Roderick Usher and most of his immediate family are direct results of incest. As a result, with each passing generation, the effects of the incest plays out in the physical well being of the descendants. Once a gorgeous establishment, the House of Usher is now on the verge of dilapidation. The same goes for the inhabitants of the House, they are on the verge of dieing. And as the current generation of Ushers pass away, the entire family ends. In a way, the house is the family, and as soon as the family ends, the house will go with it.
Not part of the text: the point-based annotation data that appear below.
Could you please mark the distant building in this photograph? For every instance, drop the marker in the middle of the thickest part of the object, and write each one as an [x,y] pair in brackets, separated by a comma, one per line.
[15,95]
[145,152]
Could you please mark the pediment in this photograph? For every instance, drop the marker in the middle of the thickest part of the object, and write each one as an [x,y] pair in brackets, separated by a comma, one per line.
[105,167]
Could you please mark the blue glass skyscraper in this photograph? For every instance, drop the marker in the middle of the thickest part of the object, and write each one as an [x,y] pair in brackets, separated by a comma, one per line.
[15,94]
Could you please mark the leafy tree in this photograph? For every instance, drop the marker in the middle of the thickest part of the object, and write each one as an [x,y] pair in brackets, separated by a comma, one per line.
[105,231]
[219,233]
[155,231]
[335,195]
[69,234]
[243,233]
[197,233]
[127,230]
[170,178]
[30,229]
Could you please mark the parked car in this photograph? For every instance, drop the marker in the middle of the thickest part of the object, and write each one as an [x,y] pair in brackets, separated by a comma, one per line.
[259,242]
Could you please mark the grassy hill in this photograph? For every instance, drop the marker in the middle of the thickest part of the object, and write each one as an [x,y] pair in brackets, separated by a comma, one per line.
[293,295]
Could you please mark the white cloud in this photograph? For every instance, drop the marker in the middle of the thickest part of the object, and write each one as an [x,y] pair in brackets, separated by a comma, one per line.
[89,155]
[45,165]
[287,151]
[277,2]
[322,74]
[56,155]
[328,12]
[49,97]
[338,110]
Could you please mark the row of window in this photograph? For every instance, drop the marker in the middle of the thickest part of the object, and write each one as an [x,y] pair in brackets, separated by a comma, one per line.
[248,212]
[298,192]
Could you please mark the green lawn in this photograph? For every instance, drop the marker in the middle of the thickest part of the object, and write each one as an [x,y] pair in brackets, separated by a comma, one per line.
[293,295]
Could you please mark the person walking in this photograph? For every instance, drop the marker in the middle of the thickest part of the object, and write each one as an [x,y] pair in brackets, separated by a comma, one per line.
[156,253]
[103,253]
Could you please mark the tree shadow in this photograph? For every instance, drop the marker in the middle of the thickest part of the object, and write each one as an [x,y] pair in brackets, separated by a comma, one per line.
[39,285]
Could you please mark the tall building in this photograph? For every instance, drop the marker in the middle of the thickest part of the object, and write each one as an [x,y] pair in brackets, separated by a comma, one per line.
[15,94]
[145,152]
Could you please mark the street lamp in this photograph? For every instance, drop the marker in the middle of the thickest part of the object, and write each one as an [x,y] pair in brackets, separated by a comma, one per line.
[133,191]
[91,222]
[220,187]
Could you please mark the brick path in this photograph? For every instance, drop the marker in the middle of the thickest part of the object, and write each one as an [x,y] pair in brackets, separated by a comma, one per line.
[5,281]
The connection between the houses in these two short stores is death. In both cases, the houses represent a sign of things to come. In the Red Death, the imminence of death is depicted through the rooms, as they are acting as stages of life and eventually death. The wooden clock acts as a looming reminder of our lives passing. In the Fall of Usher, the house is directly connected to the individual living in that house. If the individual is in bad shape, so isn’t the house. Nothing is what it ever what it appears to be; there is always a deeper meaning.